According to him, the absence of true market liberalization has allowed several firms to retain their dominance, with implications for other economic sectors.
"In cases where you only have a limited number of major players competing, the level of competition tends to fall and prices stagnate," Leščák said.
New technologies and government policy
According to Súkeník, the Slovak telecom market is gradually waking up to the benefits of multimedia solutions.
"The voice over Internet protocol (VoIP) solutions, broadband access to the Internet protocol (IP) environment, multi-protocol label switching (MPLS) technologies, and videoconferencing solutions have definitely found their way to the consumer," he said.
Súkeník also believes that Slovakia could be making much better use of European Union money for development than it did from 2004 and 2006.
"There are huge reserves, and I expect we will use these funds much better between 2007 and 2013," he added.
He said he would advise the government to increase transparency in the process of approving projects submitted to receive structural funds.
"We would advise [the next administration] to reduce the administrative burden, to install on-line tracking of the approval process, and to support the [creation of] e-government," Súkeník said.

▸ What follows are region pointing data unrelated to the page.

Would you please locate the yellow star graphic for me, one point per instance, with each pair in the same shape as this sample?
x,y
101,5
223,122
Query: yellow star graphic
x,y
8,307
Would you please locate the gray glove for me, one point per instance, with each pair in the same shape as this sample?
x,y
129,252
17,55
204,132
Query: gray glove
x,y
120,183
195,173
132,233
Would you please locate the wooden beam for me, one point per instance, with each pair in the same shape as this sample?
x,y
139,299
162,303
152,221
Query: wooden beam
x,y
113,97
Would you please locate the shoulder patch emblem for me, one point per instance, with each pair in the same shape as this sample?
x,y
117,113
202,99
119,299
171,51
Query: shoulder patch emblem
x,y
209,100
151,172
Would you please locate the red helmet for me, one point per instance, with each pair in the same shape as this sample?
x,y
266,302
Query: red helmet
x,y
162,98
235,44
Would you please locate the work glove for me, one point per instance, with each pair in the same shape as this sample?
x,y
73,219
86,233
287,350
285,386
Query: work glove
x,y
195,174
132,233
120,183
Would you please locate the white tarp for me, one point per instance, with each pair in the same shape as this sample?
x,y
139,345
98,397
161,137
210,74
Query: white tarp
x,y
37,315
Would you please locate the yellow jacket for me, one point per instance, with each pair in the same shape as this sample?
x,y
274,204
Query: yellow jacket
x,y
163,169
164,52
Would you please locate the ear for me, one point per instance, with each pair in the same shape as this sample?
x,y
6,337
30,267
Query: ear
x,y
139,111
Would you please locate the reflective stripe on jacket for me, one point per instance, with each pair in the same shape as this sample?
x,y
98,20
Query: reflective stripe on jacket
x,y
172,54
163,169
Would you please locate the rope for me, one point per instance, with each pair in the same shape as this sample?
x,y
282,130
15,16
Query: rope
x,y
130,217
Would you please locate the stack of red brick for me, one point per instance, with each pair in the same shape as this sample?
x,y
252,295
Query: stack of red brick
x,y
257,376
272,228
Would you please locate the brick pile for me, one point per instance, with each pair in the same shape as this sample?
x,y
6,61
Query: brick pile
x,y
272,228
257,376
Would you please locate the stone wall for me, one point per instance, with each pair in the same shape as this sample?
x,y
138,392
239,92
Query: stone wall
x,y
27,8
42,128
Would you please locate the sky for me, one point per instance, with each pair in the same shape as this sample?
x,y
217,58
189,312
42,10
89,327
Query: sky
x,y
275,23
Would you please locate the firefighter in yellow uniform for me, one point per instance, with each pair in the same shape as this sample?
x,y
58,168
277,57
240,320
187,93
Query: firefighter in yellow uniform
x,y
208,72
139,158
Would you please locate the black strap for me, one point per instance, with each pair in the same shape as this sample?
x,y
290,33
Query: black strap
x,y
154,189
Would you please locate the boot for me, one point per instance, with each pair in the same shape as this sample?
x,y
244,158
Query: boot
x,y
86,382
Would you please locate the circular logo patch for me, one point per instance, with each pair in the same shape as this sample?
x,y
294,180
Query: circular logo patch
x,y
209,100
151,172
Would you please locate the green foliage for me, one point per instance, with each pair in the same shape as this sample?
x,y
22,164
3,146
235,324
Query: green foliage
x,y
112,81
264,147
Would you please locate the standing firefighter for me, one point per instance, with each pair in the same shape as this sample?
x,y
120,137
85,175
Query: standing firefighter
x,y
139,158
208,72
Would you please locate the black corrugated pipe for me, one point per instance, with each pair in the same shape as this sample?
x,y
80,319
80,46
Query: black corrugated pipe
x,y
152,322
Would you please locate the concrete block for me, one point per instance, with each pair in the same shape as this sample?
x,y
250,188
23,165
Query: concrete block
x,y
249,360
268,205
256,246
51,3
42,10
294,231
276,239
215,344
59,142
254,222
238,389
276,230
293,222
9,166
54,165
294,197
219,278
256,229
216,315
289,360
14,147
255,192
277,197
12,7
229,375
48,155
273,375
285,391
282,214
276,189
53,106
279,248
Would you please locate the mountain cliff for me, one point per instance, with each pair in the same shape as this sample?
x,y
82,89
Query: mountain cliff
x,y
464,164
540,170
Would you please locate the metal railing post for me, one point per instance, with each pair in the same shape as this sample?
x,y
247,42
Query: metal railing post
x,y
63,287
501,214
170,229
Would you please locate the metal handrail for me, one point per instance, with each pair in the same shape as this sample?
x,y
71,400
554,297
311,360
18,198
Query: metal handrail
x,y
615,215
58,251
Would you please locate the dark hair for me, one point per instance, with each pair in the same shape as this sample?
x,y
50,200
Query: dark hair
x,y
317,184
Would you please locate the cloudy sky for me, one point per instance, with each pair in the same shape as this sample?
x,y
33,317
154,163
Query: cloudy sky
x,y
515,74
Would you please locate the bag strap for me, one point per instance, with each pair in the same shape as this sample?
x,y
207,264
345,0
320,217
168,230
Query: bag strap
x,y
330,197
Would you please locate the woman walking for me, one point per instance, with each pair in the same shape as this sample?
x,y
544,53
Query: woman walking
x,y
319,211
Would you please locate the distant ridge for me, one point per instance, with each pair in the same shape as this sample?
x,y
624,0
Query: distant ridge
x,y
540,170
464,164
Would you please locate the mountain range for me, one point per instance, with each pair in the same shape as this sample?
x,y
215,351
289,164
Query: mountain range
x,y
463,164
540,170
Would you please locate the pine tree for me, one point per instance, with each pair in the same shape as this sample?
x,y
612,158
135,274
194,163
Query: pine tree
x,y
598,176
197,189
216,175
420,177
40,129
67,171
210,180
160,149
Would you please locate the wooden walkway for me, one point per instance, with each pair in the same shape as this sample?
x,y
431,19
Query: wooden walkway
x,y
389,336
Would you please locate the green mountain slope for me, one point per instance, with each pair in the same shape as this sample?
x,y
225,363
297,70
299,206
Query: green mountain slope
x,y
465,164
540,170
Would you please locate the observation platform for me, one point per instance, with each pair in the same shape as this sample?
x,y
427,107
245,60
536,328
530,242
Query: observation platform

As the leadership of the Telecom Ministry changes following June 17 elections, and the new government frames its telecom and ICT policy, market players have advice for the next administration that goes beyond how it uses EU aid.

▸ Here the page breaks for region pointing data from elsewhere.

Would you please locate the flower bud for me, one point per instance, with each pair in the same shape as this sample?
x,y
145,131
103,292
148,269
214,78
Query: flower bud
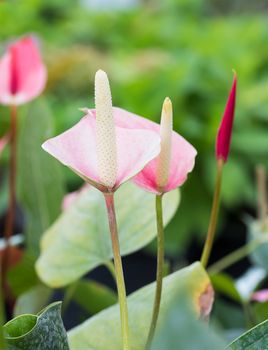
x,y
225,130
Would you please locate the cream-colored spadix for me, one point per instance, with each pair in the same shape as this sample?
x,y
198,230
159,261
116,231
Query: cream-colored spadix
x,y
164,158
105,131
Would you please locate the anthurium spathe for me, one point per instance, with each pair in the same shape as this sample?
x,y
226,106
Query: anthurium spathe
x,y
106,155
22,73
177,155
99,150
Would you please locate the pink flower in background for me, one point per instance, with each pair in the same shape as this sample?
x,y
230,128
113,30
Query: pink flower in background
x,y
22,73
260,296
3,142
182,153
101,151
226,126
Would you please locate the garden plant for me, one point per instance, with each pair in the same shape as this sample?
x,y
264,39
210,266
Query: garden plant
x,y
126,176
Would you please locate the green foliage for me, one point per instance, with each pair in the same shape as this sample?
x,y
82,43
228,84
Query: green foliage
x,y
254,339
181,330
93,296
40,179
22,276
79,240
44,331
33,300
257,231
102,331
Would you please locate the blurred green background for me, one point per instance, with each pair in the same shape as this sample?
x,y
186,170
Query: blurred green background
x,y
184,49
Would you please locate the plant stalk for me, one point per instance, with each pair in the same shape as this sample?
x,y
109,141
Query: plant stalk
x,y
121,289
160,267
213,216
9,224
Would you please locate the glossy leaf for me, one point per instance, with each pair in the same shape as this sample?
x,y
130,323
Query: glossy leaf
x,y
102,331
23,276
44,331
33,300
224,284
258,232
40,185
80,240
93,296
255,339
182,330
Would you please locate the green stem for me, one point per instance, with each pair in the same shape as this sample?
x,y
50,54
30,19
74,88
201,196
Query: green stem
x,y
121,289
160,265
213,216
9,224
235,256
68,295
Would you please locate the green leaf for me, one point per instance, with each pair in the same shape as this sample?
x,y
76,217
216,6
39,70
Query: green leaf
x,y
44,331
182,330
103,331
261,311
40,187
255,339
80,240
225,285
23,276
93,296
33,300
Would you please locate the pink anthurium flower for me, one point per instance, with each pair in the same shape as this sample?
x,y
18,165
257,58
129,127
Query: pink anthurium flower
x,y
260,296
22,73
225,130
3,142
98,149
176,160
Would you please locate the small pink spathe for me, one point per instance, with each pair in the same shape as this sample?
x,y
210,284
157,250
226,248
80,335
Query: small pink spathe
x,y
3,142
182,153
76,148
22,74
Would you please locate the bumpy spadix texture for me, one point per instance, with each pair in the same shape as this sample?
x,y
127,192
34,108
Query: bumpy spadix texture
x,y
163,162
22,74
182,156
79,149
225,130
105,131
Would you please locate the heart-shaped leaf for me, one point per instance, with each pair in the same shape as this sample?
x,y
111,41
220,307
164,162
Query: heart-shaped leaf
x,y
40,180
80,240
256,338
103,331
182,330
44,331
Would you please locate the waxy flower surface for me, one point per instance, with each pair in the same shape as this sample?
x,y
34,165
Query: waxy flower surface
x,y
179,162
22,73
98,149
225,130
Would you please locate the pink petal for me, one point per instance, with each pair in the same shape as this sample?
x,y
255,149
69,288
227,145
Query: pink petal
x,y
225,130
23,75
182,154
261,296
3,142
76,148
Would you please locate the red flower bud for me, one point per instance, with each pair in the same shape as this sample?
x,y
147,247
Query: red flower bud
x,y
225,130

Droba of T-Mobile said the government should cover all costs related to national security, especially those related to the increased demand for surveillance and data warehousing.

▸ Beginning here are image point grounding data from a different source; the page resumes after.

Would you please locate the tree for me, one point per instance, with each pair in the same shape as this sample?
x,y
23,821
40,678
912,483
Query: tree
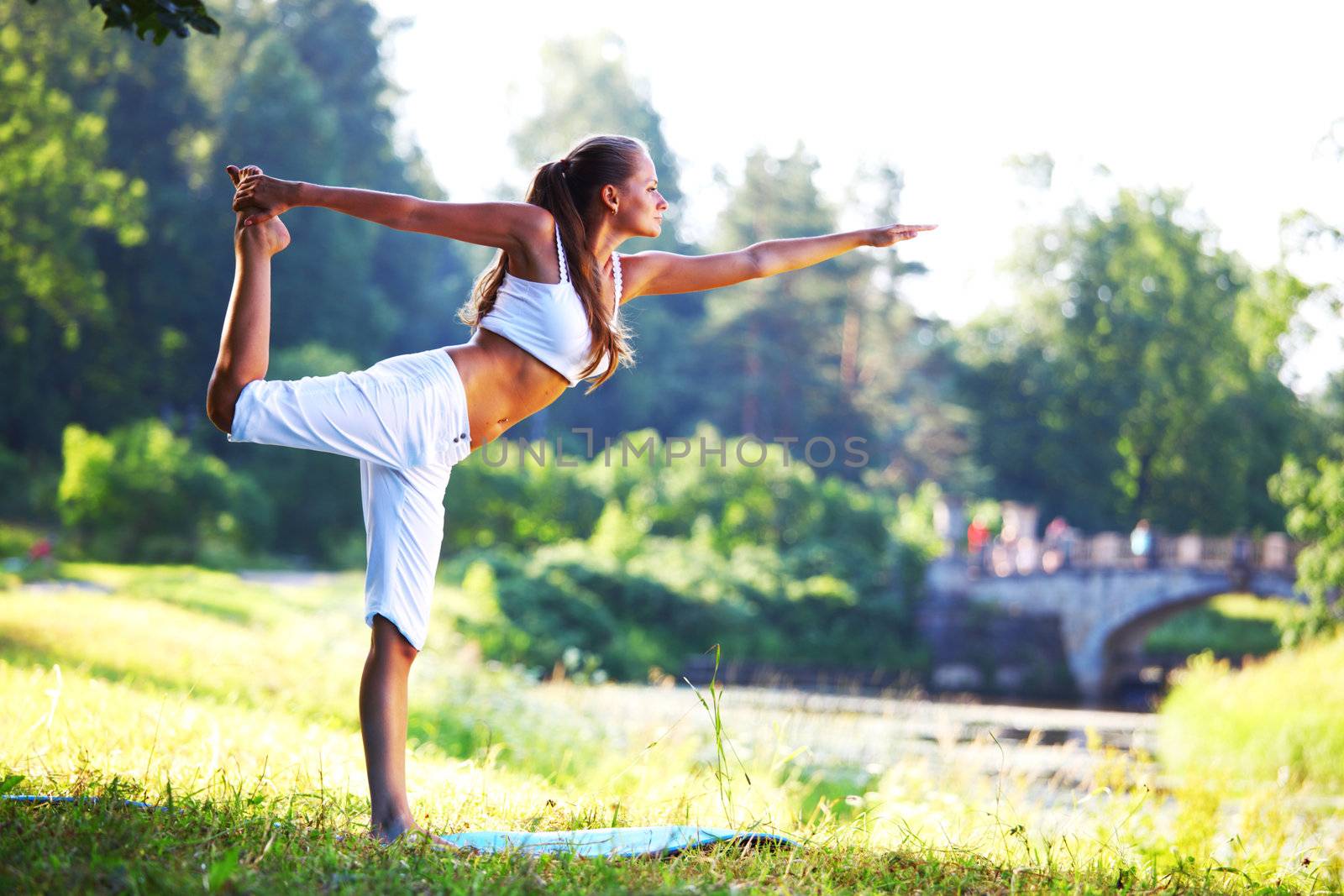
x,y
155,16
1139,376
774,347
1314,495
589,89
60,192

"There's no reason for these costs to be carried by telco operators," Droba said.
He added that the new government should be careful to avoid pre-emptive regulation of telco markets with growth potential, as this would hinder their development and in the end affect the consumer.
"We are also in favour of a process that assures entry conditions for new telecom market players that are fair for both new and incumbent operators," Droba said.
Operators are aware that the regulations that tend to affect them the most are manufactured in Brussels, and expect the new government to push harder for better conditions for the development of information and communications technologies.
"We expect our future government to lobby harder for the development of ICT in Slovakia and within the whole [EU]," ST's Kondáš said.
He stressed that building an information-based society was key to keeping the EU competitive with the United States and countries of the Far East, where much more is being invested into strategic ICT spheres.
"The EU invests less into strategic info-communication branches," Kondáš said.
He added that the EU regulatory framework for electronic communications networks and services calls for the regulation of new technologies, and thus limits the return on investments into them.
"We will call on the representatives of the future government and parliament to green-light the development of the information society, as well as innovations and investments in new technologies first of all at the EU level," Kondáš said.